The first was of a man with handsome yet slightly flabby features, listening to a group of politicians. His person wore the vestments of nobility – bought rather than born – and often when his peers came to a lull in their debate over how they should restructure labor or turn over national policy toward taxation of non-domestic trade caravans, they glanced in his direction. They took his little head jerks and throat noises as approval and denial and, though his opinion was obviously intrinsically worth about as much as the thoughts of a succulent plant, they gained a little insight on his nation from said opinion. Allowing him to “participate” in exchange for good food and pleasant entertainment clearly struck them as a bargain.
Everything Bjill had heard of Rollhir inclined him to think of the man as a covetous soul. Watching him in person merely confirmed that he lay between narcissism and sociopathy. He rightly saw the world as unfair and wrongly decided it owed him. That made him a bully, and easily manipulated… and what, during times of conflict, is the best use of someone easily manipulated?
Why, a safely out-of-the-way symbol, of course.
Spearing a morsel of slicker, Bjill turned his attention away, directing it toward a champion of this symbol.
“Brothers and sisters,” said a priest whose congregation worshiped at the altar of an exile. He stood in a dark room in an isolated house, speaking to a crowd of people armed with the hope of reuniting monarch and birthright. They weren’t concerned with the questionable pleasantness of having Rollhir as ruler; they only cared about the letter of the law.

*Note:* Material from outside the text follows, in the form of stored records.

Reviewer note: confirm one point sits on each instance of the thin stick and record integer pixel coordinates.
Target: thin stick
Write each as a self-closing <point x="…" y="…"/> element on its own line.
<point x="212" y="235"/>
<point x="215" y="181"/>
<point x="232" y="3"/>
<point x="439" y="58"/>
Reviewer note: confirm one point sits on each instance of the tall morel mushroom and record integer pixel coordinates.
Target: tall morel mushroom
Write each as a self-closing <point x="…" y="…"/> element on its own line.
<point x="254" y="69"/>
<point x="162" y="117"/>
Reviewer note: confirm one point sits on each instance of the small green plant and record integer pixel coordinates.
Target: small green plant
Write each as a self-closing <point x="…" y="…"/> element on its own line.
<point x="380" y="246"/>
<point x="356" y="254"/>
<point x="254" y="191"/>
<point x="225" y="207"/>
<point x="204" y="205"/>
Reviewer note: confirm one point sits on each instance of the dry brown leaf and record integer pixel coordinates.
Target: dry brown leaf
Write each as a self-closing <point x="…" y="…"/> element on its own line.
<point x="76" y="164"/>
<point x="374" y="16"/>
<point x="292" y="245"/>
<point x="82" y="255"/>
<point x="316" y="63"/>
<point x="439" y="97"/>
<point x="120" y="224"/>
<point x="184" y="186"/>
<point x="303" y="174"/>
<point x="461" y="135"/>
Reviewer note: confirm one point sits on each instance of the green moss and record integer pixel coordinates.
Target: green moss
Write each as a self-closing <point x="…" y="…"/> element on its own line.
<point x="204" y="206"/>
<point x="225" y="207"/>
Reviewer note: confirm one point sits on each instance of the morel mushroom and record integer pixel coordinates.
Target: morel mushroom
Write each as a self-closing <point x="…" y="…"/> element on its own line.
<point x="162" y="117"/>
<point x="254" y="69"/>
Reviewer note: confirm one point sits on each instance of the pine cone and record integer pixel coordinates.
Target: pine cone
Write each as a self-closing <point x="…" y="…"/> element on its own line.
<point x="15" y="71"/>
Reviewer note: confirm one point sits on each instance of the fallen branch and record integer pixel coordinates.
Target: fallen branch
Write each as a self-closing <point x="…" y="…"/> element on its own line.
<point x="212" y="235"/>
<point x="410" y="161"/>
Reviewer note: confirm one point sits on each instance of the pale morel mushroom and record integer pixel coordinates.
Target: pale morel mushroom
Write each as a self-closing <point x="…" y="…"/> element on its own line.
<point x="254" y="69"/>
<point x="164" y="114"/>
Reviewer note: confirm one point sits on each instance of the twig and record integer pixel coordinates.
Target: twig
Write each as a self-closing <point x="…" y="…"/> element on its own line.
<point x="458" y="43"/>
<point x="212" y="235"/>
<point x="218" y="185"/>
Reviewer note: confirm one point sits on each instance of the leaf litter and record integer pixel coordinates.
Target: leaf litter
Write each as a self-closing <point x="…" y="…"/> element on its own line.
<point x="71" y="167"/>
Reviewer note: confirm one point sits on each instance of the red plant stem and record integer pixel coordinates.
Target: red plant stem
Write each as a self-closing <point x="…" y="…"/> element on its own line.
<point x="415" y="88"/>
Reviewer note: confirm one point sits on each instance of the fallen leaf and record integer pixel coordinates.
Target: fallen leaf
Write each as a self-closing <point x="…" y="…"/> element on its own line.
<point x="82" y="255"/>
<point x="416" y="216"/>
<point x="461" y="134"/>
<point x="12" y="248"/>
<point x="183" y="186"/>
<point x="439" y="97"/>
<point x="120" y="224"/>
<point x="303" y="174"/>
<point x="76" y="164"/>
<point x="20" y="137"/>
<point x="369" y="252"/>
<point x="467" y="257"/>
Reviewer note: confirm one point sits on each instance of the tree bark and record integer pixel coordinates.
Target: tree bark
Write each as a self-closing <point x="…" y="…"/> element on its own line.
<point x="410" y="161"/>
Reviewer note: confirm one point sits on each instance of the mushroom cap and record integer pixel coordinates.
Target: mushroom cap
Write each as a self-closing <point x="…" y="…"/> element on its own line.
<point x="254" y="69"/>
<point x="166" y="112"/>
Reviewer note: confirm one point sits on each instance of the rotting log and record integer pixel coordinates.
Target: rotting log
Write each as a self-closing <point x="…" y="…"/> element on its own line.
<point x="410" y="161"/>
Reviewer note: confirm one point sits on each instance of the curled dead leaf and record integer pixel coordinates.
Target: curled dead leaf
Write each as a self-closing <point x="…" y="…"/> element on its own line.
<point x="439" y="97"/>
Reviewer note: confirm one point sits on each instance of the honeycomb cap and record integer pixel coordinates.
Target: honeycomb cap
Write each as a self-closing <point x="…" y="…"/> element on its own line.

“I have… sorrowful news,” the man named Sginer told them, only the recording dæmon cluster able to pick up the tears staining his face. “The attempt to turn over Dōdielnan’s rulership has foundered. Our most valuable tool was taken from us today. We need to consider more drastic measures.”
He looked around the room at the dim profiles in his company.
“We’ll need to demolish this nation’s very foundation city and break its spirit if we wish any hope of someday succeeding.”
He slapped a palm on the center of the table in the room, and Bjill felt glad that he’d taken the time to invest in waking-dream magic. That time when the mind sat convalescent, returned from freedom of the body – it made a person so suggestible.
“I saw this plan in my sleep some time ago. It’s… bad. But it’s the only way I can think of defeating the usurper.”
Sginer’s fist clenched. Beneath it was a map of Ronnin-Sōlsig-Adur, showing streams and aqueducts and such. The aqueducts were roughly drawn, since the map’s original design dated from a time before that stranger Liliansmith taught their construction. They each had harsh slashes across them, bleeding ink into the papyrus.
Just beneath the fist, a storm of scribbles almost suffocated the shape of the royal palace.